Different Convolutional Layers. Fusion of multi-layers’ feature maps has been proven beneficial in detection [17, 30] and other computer vision applications [11]. In our model, we combine several feature maps from selected convolution layers. To verify the various performance of feature maps in different convolution layers, we adopt RoI Pooling on different convolutional layers and generate region proposals from the same convolutional layers (conv5_3) for fair comparisons. Table 1 shows the results of using different RoI pooling feature maps in our method. Conv4_3 and conv5_3 perform good results (11.63% and 11.65%), indicating that high resolution (conv4_3) and semantic feature (conv5_3) are the main effect factors of the final performance. The decline trend after an initial ascent from conv4_3 to conv5_3 means that intermediate convolutional layers may suffer from low resolution and insufficient semantic features (Fig. 3).

Fig. 3.
figure 3

Comparison on the Caltech Reasonable test set, the performance of each layer varies from \(10^{-2}\) to \(10^{0}\) on False Positive Per Image (FPPI).

Normalization. Normalizing the amplitude of different feature maps is an effective way to combine coarse-to-fine information from different layers. To analysis the performance of this strategy, we compare the results under different normalization method in Table 2. It can be observed that unnormalized concatenation with each feature map leads to unstable learning and not very good result (13.68%), LRN normalization decreases the miss rate by 3.68% and Batch Normalization gains the state-of-the-art performance (8.91%), showing that normalization are benificial for stable learning in skip-layer feature fusion and batch normalization is the key to get better performance.

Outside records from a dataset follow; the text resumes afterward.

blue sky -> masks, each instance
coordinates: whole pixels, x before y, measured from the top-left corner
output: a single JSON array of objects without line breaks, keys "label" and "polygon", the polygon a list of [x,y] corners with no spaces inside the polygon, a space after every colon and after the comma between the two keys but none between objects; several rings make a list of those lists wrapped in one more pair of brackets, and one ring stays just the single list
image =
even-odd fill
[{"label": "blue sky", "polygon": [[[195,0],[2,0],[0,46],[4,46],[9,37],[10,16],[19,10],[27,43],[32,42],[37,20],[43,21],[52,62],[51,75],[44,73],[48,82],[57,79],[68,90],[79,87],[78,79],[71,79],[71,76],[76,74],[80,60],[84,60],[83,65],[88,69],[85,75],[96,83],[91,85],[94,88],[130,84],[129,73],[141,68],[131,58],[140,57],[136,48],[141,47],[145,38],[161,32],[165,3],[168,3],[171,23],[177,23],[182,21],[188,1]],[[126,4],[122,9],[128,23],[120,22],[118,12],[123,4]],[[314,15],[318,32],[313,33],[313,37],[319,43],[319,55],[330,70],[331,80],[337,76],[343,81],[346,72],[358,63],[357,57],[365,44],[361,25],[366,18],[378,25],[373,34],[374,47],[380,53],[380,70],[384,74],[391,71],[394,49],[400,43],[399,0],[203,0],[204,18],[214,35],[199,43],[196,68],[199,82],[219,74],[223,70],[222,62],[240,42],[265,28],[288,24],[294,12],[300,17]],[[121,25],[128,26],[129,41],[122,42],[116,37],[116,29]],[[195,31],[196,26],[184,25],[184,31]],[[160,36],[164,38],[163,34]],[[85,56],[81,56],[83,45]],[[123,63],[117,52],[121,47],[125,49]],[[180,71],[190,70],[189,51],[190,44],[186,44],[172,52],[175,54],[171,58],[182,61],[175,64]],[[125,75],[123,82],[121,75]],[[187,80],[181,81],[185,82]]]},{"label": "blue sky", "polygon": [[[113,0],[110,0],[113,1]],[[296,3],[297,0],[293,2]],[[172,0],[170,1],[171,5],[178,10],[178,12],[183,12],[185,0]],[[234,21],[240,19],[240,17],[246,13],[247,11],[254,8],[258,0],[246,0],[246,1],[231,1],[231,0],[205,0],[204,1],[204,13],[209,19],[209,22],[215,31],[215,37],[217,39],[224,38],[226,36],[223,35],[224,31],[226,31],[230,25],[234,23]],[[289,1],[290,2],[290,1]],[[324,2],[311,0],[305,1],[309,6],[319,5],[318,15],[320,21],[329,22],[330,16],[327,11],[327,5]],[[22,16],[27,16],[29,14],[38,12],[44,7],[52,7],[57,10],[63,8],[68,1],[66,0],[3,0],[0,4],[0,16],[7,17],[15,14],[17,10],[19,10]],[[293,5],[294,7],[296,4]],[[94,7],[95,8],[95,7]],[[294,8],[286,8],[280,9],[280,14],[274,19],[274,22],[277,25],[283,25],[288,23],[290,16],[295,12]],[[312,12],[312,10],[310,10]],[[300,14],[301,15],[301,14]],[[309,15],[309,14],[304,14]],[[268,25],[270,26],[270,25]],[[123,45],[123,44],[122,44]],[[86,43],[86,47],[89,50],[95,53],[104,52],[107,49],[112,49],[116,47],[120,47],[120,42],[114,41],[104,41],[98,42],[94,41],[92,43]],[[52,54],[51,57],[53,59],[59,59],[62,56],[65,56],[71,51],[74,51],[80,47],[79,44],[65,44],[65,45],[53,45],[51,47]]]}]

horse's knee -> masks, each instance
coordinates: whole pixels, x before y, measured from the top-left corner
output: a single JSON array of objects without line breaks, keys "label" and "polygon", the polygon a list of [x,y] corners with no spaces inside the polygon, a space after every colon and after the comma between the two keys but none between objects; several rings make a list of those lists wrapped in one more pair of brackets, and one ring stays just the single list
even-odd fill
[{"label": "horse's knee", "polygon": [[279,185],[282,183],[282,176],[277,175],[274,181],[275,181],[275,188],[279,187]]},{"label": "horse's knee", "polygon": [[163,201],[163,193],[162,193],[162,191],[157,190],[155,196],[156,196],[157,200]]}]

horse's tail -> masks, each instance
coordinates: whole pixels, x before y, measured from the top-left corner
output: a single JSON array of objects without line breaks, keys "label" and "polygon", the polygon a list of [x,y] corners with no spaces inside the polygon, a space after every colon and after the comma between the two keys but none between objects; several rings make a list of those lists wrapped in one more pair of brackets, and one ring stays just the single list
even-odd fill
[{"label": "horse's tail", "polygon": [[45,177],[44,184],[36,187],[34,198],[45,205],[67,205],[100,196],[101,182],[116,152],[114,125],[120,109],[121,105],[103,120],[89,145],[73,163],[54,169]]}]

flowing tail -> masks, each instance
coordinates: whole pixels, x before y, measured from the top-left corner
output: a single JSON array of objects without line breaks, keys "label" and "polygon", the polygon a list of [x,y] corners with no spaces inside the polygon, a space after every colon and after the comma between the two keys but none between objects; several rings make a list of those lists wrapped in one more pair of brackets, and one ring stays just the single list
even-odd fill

Table 2. Comparison of detection performance on unnormalized, LRN and BatchNorm concatenation on the Caltech Reasonable test set.
Fig. 4.
figure 4

Log-average miss rate on the Caltech Reasonable test set.

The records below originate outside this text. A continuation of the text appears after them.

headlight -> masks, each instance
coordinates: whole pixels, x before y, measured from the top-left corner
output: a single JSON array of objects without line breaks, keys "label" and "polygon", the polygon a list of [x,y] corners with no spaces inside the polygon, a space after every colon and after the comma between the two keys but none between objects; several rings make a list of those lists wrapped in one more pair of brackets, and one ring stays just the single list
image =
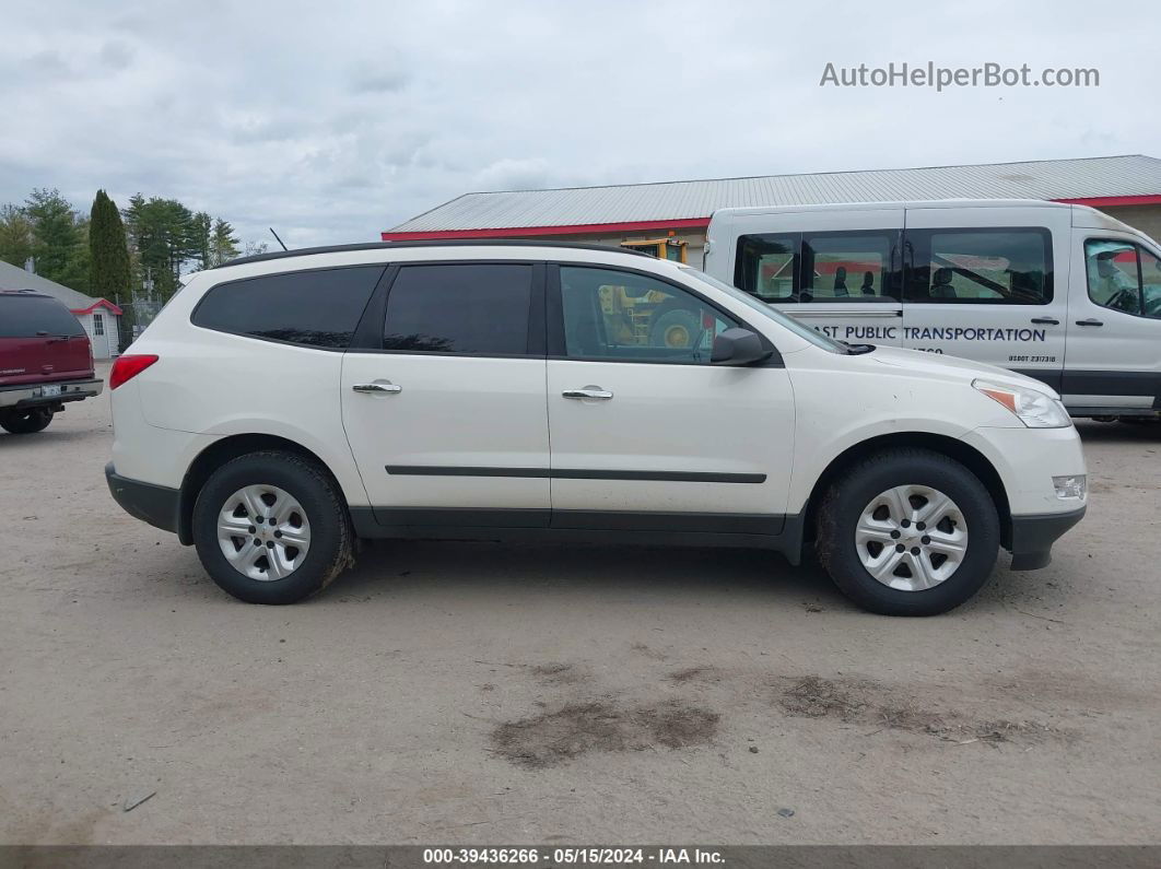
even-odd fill
[{"label": "headlight", "polygon": [[1065,406],[1039,390],[1004,386],[988,381],[972,381],[972,385],[1015,413],[1029,428],[1067,428],[1073,425]]}]

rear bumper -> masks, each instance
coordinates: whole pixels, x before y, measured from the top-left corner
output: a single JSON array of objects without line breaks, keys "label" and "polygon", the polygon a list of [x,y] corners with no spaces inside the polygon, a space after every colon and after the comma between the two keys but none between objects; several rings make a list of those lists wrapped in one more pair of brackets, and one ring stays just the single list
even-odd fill
[{"label": "rear bumper", "polygon": [[163,531],[178,533],[181,493],[176,488],[121,477],[113,462],[104,465],[104,479],[113,500],[130,516]]},{"label": "rear bumper", "polygon": [[[45,396],[45,386],[59,386],[59,396]],[[24,408],[43,405],[57,405],[65,401],[80,401],[85,398],[100,396],[104,381],[60,381],[59,383],[33,383],[20,386],[0,386],[0,407]]]},{"label": "rear bumper", "polygon": [[1086,507],[1069,513],[1012,516],[1014,571],[1034,571],[1052,562],[1052,544],[1084,517]]}]

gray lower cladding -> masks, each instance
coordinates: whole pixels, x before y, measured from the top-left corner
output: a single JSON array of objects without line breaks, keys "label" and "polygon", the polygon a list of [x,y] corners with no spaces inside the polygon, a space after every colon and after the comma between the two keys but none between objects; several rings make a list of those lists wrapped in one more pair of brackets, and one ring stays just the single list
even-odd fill
[{"label": "gray lower cladding", "polygon": [[1052,544],[1084,517],[1086,507],[1068,513],[1012,516],[1014,571],[1034,571],[1052,562]]},{"label": "gray lower cladding", "polygon": [[483,468],[463,465],[385,465],[394,477],[526,477],[558,480],[648,480],[652,483],[765,483],[764,473],[714,471],[590,471],[569,468]]},{"label": "gray lower cladding", "polygon": [[772,549],[799,564],[806,514],[352,507],[359,537]]},{"label": "gray lower cladding", "polygon": [[[125,513],[176,533],[187,545],[193,542],[188,527],[181,527],[181,491],[122,477],[113,462],[104,465],[104,477]],[[802,560],[808,530],[805,512],[780,515],[423,507],[352,507],[349,512],[359,537],[771,549],[795,565]],[[1069,513],[1012,516],[1011,570],[1046,566],[1052,560],[1052,544],[1083,515],[1081,507]]]},{"label": "gray lower cladding", "polygon": [[[156,486],[118,475],[113,462],[104,465],[104,481],[109,493],[125,513],[163,531],[178,533],[181,524],[181,492],[168,486]],[[182,543],[187,541],[182,539]]]}]

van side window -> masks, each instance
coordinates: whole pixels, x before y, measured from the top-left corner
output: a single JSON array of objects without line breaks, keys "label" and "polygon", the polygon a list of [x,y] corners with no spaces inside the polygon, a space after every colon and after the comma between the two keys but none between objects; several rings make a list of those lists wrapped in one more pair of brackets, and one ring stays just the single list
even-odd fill
[{"label": "van side window", "polygon": [[313,269],[211,287],[195,326],[273,341],[346,349],[383,266]]},{"label": "van side window", "polygon": [[1084,242],[1089,298],[1102,307],[1161,318],[1161,261],[1131,241]]},{"label": "van side window", "polygon": [[387,296],[383,349],[524,356],[531,299],[531,265],[403,266]]},{"label": "van side window", "polygon": [[763,302],[798,300],[801,236],[742,236],[737,240],[734,285]]},{"label": "van side window", "polygon": [[907,230],[906,249],[908,302],[1052,302],[1052,233],[1047,229]]},{"label": "van side window", "polygon": [[801,302],[897,300],[890,281],[897,232],[820,232],[802,237]]}]

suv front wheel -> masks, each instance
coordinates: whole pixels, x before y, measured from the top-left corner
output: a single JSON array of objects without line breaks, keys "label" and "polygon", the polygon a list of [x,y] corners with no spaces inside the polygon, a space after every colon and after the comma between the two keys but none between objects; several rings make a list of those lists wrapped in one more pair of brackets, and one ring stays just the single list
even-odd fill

Table 3. Comparison of detection performance of our method with several prior state-of-the-art methods on the Caltech Reasonable test set, including test speed and miss rate.

Comparison with state-of-the-art. Figure 4 shows the result of our model trained on the Caltech training set and evaluated on the Caltech Reasonable test set, which achieves a miss rate of 8.91%. We compare our result with several former state-of-the-art models on Caltech Pedestrian Benchmark, including RPN+BF [30], SAF R-CNN [18], CompACT-Deep [5], DeepParts [25], Checkerboards+ [32], MS-RCNN [4], and TA-CNN [26]. It can be observed that our model outperforms other models and achieves state-of-the-art performance.

We also compare our model with Faster R-CNN [22], CompACT-Deep [5] and RPN+BF [30] in Table 3. With the design of RPN, Faster R-CNN is capable of handling different size of pedestrian instances, but the feature maps generated by RoI Pooling is not expressive enough for efficient discrimination. Our model and RPN+BF both try to fuse feature maps from different convolutional layers, unlike RPN+BF, they trained a cascaded boosted forest as classifier, we directly feed these normalized feature map into the fc layers for classification and regression. The result shows that training an end-to-end system leads to smaller miss rate with faster test speed (0.24 s/image in our model compared to 0.50 s/image in RPN+BF).

5 Conclusion

In this paper, we propose an effective end-to-end pedestrian detector, which combines feature maps from different convolutional layers generated by RPN in Faster R-CNN. By fusing coarse features from high layers with fine features from low layers, we produce a more expressive feature map for the fc layers classifier. Our model is capable of handling pedestrian instances with different spatial scales and optical blur. Evaluation result in Caltech Pedestrian Dataset shows that our model achieves state-of-the-art performance on its benchmark and also has fastest test rate.